These strategies gave birth to some curious decisions, like the terribly-named “knife the baby” moment where Microsoft allowed third-party online services like AOL and CompuServe to share the Windows 95 desktop with MSN. These companies had been pursuing legal action against Microsoft bundling MSN with its dominant Windows product, so Microsoft did what it had to do: protect Windows (then its number one business). In doing so, it harmed MSN irreparably by not giving it an unfair (and potentially) illegal advantage.

The last time we could accurately measure such things—corporate restructuring has since made such determinations more difficult—Windows had fallen from being Microsoft’s biggest business to being just its third-biggest business, behind Office and Server. Today, Windows is still one of the three biggest computing platforms alongside Android and iOS, but it will soon slip to third place and has almost zero presence in the most important markets, for mobile devices. Put simply, the dominance of Windows is in the past, overall, though of course it will continue to be a big player in traditional PCs (which is the smallest of the personal computing markets). And even there it faces strong competition, from simpler Chromebooks and from Mac.

Under the “mobile first, cloud first” mantra, Microsoft continues to act as pragmatically as ever. And because the world has changed, it is correctly ensuring that its best and most differentiated products and services—not to mention new ones—work on the most popular computing platforms of the day.
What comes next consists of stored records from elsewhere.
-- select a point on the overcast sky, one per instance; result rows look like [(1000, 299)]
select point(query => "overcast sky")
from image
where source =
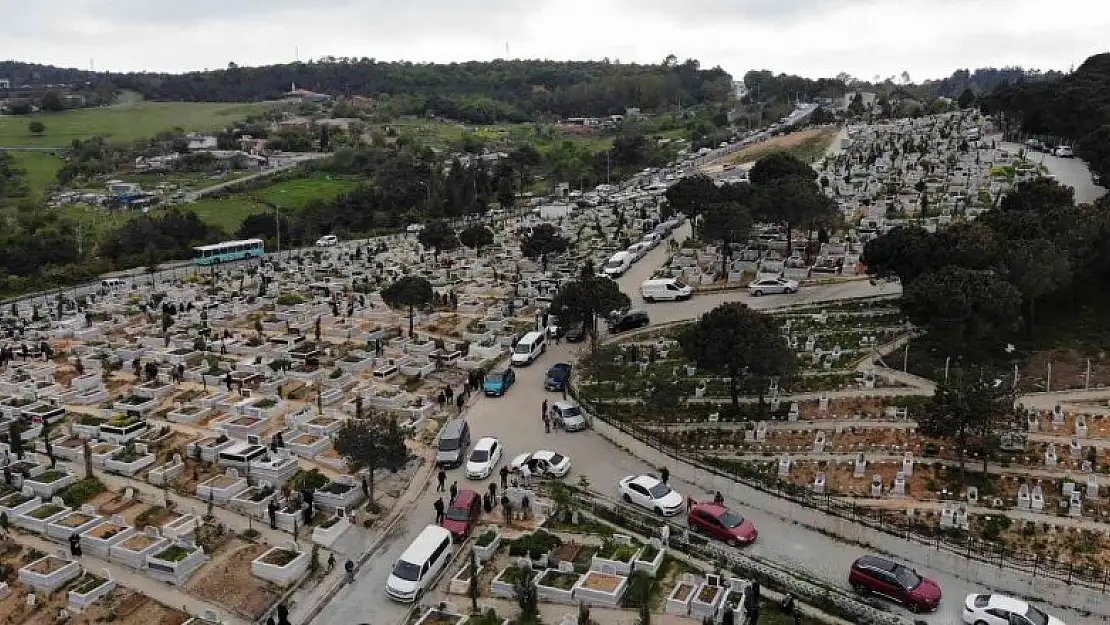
[(814, 38)]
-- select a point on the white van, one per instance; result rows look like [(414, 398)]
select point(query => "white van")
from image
[(416, 570), (617, 264), (530, 348), (665, 290)]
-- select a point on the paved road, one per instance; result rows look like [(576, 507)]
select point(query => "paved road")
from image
[(1069, 172)]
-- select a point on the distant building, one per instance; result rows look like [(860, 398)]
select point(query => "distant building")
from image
[(305, 96)]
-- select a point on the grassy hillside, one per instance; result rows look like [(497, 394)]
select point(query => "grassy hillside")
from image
[(122, 122)]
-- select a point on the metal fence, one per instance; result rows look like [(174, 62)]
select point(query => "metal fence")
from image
[(894, 523)]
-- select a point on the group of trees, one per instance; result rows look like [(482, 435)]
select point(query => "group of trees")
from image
[(982, 284), (1075, 108), (783, 191)]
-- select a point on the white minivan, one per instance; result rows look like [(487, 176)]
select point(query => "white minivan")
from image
[(417, 567), (617, 264), (665, 290), (530, 348)]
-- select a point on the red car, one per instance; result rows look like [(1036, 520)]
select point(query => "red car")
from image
[(722, 523), (463, 514), (881, 576)]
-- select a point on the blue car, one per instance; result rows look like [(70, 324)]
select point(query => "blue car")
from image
[(557, 376), (497, 382)]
That means Android and iOS. And, yes, Windows.

Every single time Microsoft releases an app, or even updates an app, on other platforms, I hear from a chorus of complainers who would prefer to see the firm focus on Windows and Windows phone, or at least ensure that these solutions were updated on its own platforms as quickly as they are on Android and iOS. I understand their frustration, and I feel it too. But this is wrong-headed, on both of our parts. Microsoft really is doing the right thing.

And if it helps—and I think it does—Office on iPad Pro is a far cry from the functionality we get on the Windows desktop. Office on iPad is a collection of mobile apps that are not as powerful or full-featured as the desktop Office suite we can use. You can’t even write text—let alone have it be automatically stored and understood natively or searched—with the Apple Pencil, as you can with Surface Pen on Surface and with numerous other more powerful Windows tablets.

For those who worry about Windows or Surface, it’s important to remember that the pure Microsoft solutions are better, and will be for a long time to come. Perhaps forever. (On the flipside, the real danger here isn’t that iPad Pro will evolve into a Surface killer, but rather that its limited functionality will prove to be good enough for most users. This is the fear with Chromebook as well, of course.)

We’ll see what happens. But think of it this way. Where Windows 10 proves that Microsoft is serious about really improving Windows and keeping it up-to-date going forward, Office on iPad and other similar offerings prove that Microsoft is even more serious—and rightfully so—about ensuring that this company doesn’t just exist, but thrives, in the evolving world of personal computing. Maintaining the failed “Windows only” or “Windows first” strategies would have simply accelerated its decline.

That’s what I’m telling myself, anyway.